Daniel Aguillón

Personal information
- Nickname: Cuautitlan
- Nationality: Mexican
- Born: Daniel Aguillón Ramírez August 11, 1984 Mexico City, Mexico
- Died: October 18, 2008 (aged 24)
- Height: 5 ft 10 in (180 cm)
- Weight: Super Featherweight

Boxing career
- Reach: 74 in (189 cm)
- Stance: Orthodox

Boxing record
- Total fights: 20
- Wins: 15
- Win by KO: 9
- Losses: 3
- Draws: 2
- No contests: 0

= Daniel Aguillón =

Mexican boxer (1984–2008)

Daniel Aguillón Ramírez (August 11, 1984 – October 18, 2008) was a Mexican featherweight boxer.

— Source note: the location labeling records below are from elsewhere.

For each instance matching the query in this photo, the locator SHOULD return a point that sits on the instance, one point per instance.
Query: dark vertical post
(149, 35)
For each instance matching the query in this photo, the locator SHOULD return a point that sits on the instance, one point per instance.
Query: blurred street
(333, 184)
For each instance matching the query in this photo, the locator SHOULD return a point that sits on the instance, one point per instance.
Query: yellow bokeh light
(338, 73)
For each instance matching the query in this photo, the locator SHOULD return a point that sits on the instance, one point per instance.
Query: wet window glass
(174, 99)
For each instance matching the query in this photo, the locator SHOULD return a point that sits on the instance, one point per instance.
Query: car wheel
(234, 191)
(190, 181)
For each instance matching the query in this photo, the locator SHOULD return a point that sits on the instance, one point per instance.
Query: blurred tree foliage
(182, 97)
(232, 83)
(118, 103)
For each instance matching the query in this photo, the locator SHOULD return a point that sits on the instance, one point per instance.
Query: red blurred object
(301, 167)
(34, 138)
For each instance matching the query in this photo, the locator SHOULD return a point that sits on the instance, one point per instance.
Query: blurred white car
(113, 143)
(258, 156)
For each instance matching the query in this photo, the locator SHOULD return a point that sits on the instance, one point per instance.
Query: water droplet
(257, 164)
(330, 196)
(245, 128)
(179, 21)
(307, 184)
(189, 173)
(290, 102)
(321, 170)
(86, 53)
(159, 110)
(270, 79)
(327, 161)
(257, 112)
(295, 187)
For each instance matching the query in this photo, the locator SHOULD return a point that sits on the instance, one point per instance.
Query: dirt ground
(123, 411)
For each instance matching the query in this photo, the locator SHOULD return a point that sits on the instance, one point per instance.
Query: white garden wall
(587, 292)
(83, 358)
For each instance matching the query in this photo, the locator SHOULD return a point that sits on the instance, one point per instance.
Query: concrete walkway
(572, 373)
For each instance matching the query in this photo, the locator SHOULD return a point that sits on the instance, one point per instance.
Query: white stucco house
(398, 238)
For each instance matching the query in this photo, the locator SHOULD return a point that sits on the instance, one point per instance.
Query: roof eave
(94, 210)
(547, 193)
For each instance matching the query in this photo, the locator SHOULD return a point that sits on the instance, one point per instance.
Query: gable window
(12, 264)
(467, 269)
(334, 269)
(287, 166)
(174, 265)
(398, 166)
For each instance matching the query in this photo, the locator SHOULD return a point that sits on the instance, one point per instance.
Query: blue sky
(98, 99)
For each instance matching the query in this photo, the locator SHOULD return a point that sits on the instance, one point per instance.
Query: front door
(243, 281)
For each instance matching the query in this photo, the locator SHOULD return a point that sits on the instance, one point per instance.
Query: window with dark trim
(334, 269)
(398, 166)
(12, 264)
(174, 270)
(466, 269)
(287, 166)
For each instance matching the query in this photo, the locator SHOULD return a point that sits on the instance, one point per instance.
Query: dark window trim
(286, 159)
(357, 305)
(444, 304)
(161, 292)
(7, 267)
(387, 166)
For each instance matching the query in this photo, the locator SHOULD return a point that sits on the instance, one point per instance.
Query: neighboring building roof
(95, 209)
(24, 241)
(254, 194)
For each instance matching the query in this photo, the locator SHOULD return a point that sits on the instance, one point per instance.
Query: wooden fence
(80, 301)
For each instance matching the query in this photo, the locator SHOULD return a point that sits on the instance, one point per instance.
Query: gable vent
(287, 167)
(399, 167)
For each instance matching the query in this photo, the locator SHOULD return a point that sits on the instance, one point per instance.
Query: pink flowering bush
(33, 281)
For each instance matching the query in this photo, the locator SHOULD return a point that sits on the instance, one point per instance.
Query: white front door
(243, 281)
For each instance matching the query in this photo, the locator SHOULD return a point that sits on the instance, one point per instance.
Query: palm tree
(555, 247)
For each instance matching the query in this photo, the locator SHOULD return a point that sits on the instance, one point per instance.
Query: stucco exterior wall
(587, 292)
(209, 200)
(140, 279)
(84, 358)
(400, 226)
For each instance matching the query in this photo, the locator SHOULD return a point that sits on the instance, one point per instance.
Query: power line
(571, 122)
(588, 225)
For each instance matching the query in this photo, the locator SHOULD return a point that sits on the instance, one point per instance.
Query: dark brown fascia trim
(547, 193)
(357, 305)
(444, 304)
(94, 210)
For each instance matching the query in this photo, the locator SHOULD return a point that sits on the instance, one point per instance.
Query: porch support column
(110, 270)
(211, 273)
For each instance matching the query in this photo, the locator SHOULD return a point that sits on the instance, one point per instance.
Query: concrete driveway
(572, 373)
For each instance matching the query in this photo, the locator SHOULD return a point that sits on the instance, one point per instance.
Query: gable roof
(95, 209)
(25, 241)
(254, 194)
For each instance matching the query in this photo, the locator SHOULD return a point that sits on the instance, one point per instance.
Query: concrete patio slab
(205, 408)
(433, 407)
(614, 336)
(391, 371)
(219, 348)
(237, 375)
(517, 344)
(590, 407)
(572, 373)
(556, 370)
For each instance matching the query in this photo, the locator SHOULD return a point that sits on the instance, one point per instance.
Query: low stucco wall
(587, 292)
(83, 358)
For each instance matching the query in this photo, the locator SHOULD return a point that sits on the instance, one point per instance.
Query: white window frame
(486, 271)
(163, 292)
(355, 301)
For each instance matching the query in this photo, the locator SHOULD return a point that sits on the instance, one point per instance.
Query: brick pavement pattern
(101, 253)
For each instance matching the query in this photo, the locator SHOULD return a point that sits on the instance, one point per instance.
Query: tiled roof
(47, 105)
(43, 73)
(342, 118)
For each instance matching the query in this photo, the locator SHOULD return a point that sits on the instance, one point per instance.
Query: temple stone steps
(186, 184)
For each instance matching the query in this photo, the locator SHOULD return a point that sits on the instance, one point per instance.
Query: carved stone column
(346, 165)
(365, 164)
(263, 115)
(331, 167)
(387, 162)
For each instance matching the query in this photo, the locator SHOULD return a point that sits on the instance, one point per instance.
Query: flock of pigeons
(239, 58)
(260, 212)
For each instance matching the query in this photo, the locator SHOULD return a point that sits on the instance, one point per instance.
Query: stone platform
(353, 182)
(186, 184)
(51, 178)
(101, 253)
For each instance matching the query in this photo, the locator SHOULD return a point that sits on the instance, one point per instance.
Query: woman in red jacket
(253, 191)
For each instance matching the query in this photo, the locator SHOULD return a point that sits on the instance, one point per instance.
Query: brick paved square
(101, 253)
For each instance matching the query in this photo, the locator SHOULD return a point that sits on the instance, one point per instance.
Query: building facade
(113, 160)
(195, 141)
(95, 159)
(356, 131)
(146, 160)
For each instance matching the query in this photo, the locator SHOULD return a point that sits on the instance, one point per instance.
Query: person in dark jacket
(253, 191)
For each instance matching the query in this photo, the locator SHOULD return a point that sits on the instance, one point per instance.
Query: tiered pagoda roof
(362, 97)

He died in a Mexico City hospital after a five-day coma induced by a knockout punch by fellow Mexican boxer Alejandro Sanabria during an official fight held on October 15, 2008, in Polanco, Mexico. He was 24.

== Death ==
Aguillón (16–4–2, 9 KOs) was punched in the jaw in the last minute of the 12th round of the super featherweight bout for the Central American title, sanctioned by the World Boxing Council (WBC) by his opponent Sanabria, he fell unconscious on the floor and was taken to a hospital, but never recovered. The WBC announced it will provide financial support for the family.